Misschien is dit ook de reden waarom een leeg vel – of meestal een leeg beeldscherm – zo confronterend kan zijn: dit dwingt je om zelf na te denken. Niet alleen voor de medewerkers van de universiteit, maar ook voor studenten is schrijven vaak moeilijk. Dit is iets wat in de opleidingen aan universiteiten weinig wordt aangeleerd. Het is dan ook niet vreemd dat studenten zoeken naar hulpmiddelen.
En opeens was daar ChatGPT. Niet omdat docenten daar om hebben gevraagd, of dit een goede aanvulling vinden voor de schrijfopdrachten. Maar omdat enkele jaren terug in Silicon Valley internationale techbedrijven begonnen met een nieuw programma, dat nu commercieel interessant begint te worden – en daarom wereldwijd wordt ‘uitgerold’. De chatbots blijken te voorzien in een behoefte: ze worden volop gebruikt, ook door studenten. Een prachtig middel om op maat teksten te creëren. Het heeft ook iets ongemakkelijks: iedere keer dat een student (of medewerker) van de universiteit een chatbot gebuikt, helpt diegene het algoritme daarachter verder te ontwikkelen. Het onderwijs in dienst van de commercie, in plaats van andersom.
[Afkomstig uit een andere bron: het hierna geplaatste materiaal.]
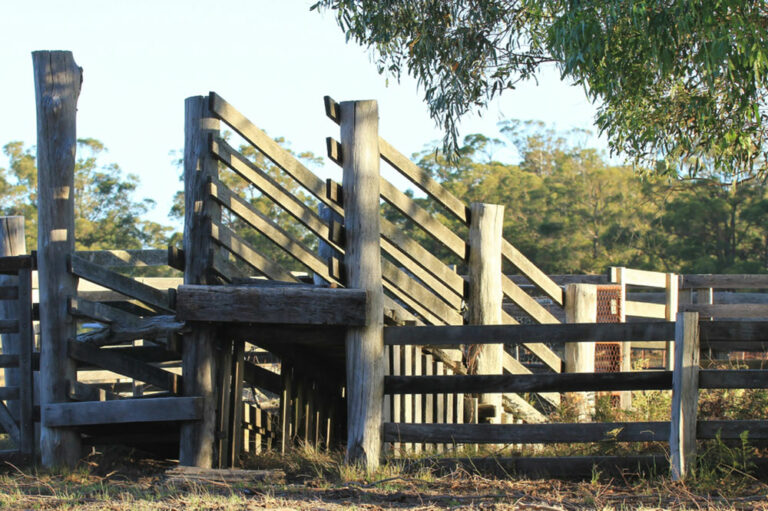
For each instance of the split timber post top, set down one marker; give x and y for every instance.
(57, 87)
(364, 345)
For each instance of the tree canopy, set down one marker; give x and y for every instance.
(677, 81)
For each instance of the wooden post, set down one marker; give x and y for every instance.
(199, 356)
(12, 243)
(685, 395)
(672, 305)
(581, 307)
(364, 345)
(485, 294)
(617, 276)
(57, 87)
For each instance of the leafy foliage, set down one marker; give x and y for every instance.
(106, 215)
(677, 80)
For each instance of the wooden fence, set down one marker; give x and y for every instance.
(684, 380)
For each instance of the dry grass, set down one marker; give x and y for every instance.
(121, 480)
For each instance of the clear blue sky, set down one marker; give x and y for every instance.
(273, 60)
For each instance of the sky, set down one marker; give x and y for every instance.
(273, 60)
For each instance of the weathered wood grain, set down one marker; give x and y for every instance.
(364, 346)
(511, 334)
(161, 409)
(57, 86)
(120, 363)
(287, 304)
(120, 283)
(485, 291)
(685, 395)
(545, 382)
(279, 156)
(527, 433)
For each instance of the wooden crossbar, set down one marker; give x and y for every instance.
(509, 334)
(527, 433)
(544, 382)
(160, 409)
(120, 283)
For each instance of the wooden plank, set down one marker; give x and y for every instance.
(8, 424)
(442, 291)
(632, 277)
(262, 378)
(152, 327)
(732, 429)
(512, 366)
(293, 247)
(685, 395)
(736, 281)
(510, 334)
(423, 257)
(9, 393)
(645, 310)
(242, 249)
(120, 283)
(412, 304)
(424, 181)
(125, 365)
(96, 311)
(528, 433)
(58, 80)
(287, 304)
(161, 409)
(419, 293)
(532, 272)
(733, 379)
(9, 361)
(725, 331)
(9, 326)
(125, 258)
(729, 310)
(271, 188)
(423, 219)
(279, 156)
(544, 382)
(9, 292)
(12, 264)
(526, 302)
(364, 346)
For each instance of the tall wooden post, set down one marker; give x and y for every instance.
(581, 307)
(362, 263)
(485, 293)
(12, 243)
(672, 304)
(57, 87)
(685, 395)
(199, 354)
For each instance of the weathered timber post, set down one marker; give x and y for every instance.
(12, 243)
(485, 293)
(362, 266)
(685, 395)
(670, 311)
(199, 355)
(57, 86)
(617, 276)
(581, 307)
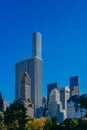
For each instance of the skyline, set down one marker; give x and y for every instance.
(63, 26)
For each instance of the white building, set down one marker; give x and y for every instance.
(55, 106)
(71, 110)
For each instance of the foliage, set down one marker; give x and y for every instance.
(51, 124)
(36, 123)
(14, 116)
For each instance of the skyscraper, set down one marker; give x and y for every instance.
(34, 67)
(50, 87)
(74, 85)
(64, 96)
(25, 89)
(36, 45)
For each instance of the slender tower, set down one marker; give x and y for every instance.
(36, 45)
(34, 67)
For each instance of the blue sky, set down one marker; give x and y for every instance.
(63, 24)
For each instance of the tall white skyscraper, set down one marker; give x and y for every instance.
(34, 67)
(36, 45)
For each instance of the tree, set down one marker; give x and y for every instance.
(83, 125)
(1, 121)
(15, 116)
(71, 123)
(36, 124)
(81, 103)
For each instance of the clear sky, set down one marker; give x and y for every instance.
(63, 24)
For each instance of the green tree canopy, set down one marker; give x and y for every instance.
(15, 116)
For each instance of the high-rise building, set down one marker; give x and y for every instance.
(50, 87)
(25, 89)
(25, 92)
(74, 85)
(36, 45)
(55, 106)
(34, 67)
(3, 104)
(64, 96)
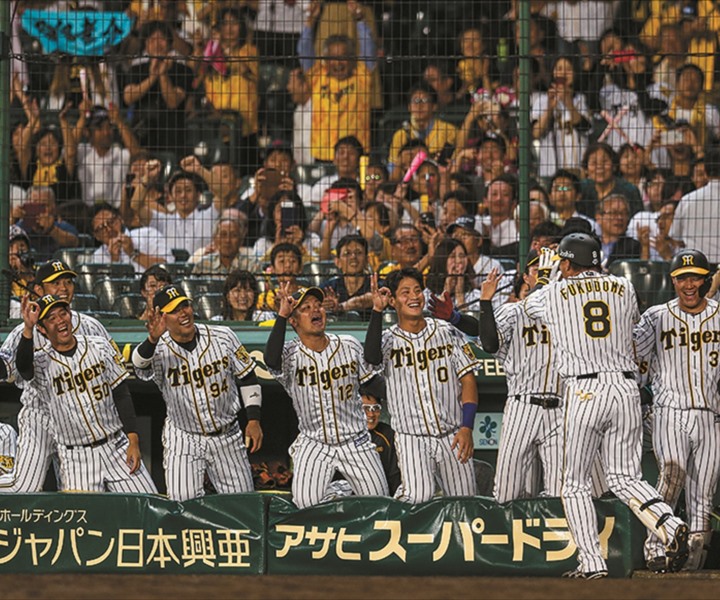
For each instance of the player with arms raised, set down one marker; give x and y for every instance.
(36, 444)
(81, 381)
(591, 317)
(678, 343)
(195, 367)
(322, 373)
(431, 390)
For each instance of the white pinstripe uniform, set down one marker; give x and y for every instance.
(324, 387)
(201, 432)
(591, 318)
(77, 391)
(682, 351)
(36, 444)
(529, 428)
(423, 372)
(8, 450)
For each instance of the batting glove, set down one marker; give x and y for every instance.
(442, 307)
(547, 266)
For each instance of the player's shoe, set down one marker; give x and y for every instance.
(658, 564)
(580, 574)
(677, 551)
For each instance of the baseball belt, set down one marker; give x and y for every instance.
(224, 429)
(544, 401)
(625, 374)
(95, 444)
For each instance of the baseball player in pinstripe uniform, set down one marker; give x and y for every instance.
(81, 381)
(195, 367)
(680, 342)
(8, 450)
(322, 374)
(431, 390)
(591, 317)
(529, 459)
(35, 442)
(532, 418)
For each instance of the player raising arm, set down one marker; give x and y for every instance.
(679, 340)
(431, 390)
(36, 444)
(195, 367)
(591, 317)
(81, 380)
(322, 373)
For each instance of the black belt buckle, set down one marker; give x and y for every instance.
(545, 401)
(224, 429)
(625, 374)
(587, 376)
(94, 444)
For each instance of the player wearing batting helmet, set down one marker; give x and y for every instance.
(591, 317)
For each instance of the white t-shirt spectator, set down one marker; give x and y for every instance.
(147, 240)
(102, 177)
(190, 233)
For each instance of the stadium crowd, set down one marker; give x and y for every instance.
(218, 134)
(295, 162)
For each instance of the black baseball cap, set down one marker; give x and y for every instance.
(303, 293)
(689, 261)
(464, 222)
(18, 233)
(169, 298)
(494, 138)
(532, 258)
(48, 302)
(52, 270)
(98, 116)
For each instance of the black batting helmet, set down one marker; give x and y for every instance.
(581, 249)
(689, 261)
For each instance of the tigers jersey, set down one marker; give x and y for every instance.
(81, 325)
(590, 318)
(198, 385)
(8, 448)
(339, 109)
(438, 134)
(526, 352)
(422, 372)
(324, 387)
(682, 352)
(77, 389)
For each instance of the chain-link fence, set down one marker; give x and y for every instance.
(241, 144)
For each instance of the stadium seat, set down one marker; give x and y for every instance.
(310, 174)
(103, 315)
(196, 287)
(389, 317)
(318, 272)
(208, 305)
(128, 306)
(178, 269)
(90, 273)
(168, 162)
(180, 255)
(73, 256)
(109, 289)
(85, 303)
(650, 278)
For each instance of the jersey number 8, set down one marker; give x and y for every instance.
(597, 318)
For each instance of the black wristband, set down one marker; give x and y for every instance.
(253, 413)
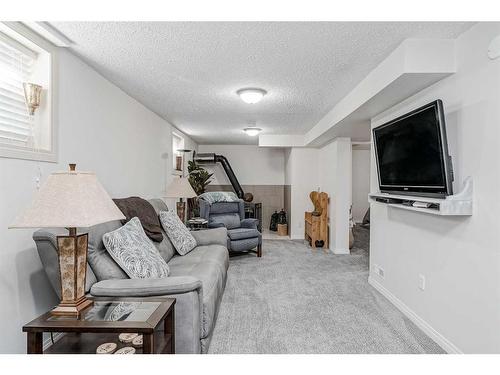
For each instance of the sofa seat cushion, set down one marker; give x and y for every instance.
(209, 265)
(242, 233)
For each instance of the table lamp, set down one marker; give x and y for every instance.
(180, 188)
(70, 199)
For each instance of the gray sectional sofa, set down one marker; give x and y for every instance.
(196, 280)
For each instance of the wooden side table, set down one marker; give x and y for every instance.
(154, 318)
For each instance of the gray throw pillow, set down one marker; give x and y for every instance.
(134, 252)
(181, 237)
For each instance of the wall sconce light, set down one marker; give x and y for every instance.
(32, 94)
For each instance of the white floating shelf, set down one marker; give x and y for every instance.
(453, 205)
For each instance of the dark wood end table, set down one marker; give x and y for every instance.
(101, 323)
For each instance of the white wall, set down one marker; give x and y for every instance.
(327, 169)
(459, 256)
(301, 165)
(101, 129)
(252, 165)
(360, 183)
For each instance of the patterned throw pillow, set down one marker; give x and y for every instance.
(180, 236)
(134, 252)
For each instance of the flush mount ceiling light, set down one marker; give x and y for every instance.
(251, 96)
(252, 131)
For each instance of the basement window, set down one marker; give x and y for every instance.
(26, 60)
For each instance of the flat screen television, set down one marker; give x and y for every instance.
(412, 153)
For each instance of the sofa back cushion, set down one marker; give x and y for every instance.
(100, 261)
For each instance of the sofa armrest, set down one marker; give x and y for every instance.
(249, 223)
(216, 236)
(145, 287)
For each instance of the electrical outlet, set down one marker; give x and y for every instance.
(421, 282)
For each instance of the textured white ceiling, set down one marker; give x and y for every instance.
(189, 72)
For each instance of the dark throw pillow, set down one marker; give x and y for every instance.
(142, 209)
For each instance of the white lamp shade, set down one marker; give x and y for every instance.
(69, 199)
(180, 188)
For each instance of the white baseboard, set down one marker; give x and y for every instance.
(442, 341)
(341, 251)
(47, 343)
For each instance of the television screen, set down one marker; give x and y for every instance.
(412, 153)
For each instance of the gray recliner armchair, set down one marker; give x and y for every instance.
(242, 234)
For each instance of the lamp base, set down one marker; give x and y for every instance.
(72, 251)
(72, 308)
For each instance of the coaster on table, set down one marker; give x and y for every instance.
(137, 341)
(106, 348)
(127, 337)
(126, 350)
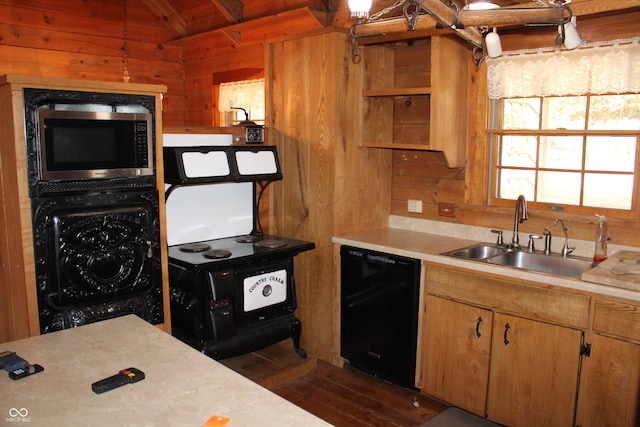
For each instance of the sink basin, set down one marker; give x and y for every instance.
(554, 264)
(481, 251)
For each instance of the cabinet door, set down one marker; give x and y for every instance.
(610, 384)
(534, 373)
(455, 361)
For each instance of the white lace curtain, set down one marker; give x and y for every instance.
(247, 94)
(597, 68)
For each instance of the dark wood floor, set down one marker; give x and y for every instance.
(341, 396)
(351, 398)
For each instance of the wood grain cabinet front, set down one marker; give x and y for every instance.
(502, 350)
(610, 377)
(457, 345)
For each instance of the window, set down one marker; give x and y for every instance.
(568, 150)
(565, 128)
(246, 94)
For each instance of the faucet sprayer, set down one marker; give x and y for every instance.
(566, 250)
(521, 215)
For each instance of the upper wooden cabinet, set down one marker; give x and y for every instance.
(414, 96)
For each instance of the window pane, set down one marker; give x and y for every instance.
(512, 183)
(521, 113)
(617, 112)
(559, 187)
(518, 151)
(610, 153)
(561, 152)
(608, 191)
(567, 112)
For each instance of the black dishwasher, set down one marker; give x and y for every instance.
(379, 313)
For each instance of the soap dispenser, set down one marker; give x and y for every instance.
(602, 237)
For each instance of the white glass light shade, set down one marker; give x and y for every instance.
(360, 8)
(572, 38)
(482, 5)
(494, 46)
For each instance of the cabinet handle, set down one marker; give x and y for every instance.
(506, 331)
(478, 327)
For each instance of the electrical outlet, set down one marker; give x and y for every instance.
(446, 209)
(415, 206)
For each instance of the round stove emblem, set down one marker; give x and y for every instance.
(266, 291)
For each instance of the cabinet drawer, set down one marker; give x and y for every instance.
(614, 318)
(546, 304)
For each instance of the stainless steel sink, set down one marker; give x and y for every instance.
(481, 251)
(572, 266)
(554, 264)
De introductie van nieuwe technologie gaat vaak gepaard met grote beloften. Ik herinner me nog de komst van sociale media als Facebook en Twitter. Die zouden de vrije uitwisseling van kennis en opvattingen bevorderen, mensen over de hele wereld samenbrengen en solidariteit en gemeenschapsgevoel creëren. De werkelijkheid bleek anders: veel mensen zien sociale media als oorzaak van polarisatie. Ze houden mensen vast in bubbels van het eigen gelijk en leiden tot een cultuur van cancelen van andersdenkenden. Twitter als een middel voor solidariteit en gemeenschapszin is vandaag de dag een komische gedachte. Deze ervaringen maken me wat argwanend naar mensen die hoog opgeven van de ongekende mogelijkheden van chatbots.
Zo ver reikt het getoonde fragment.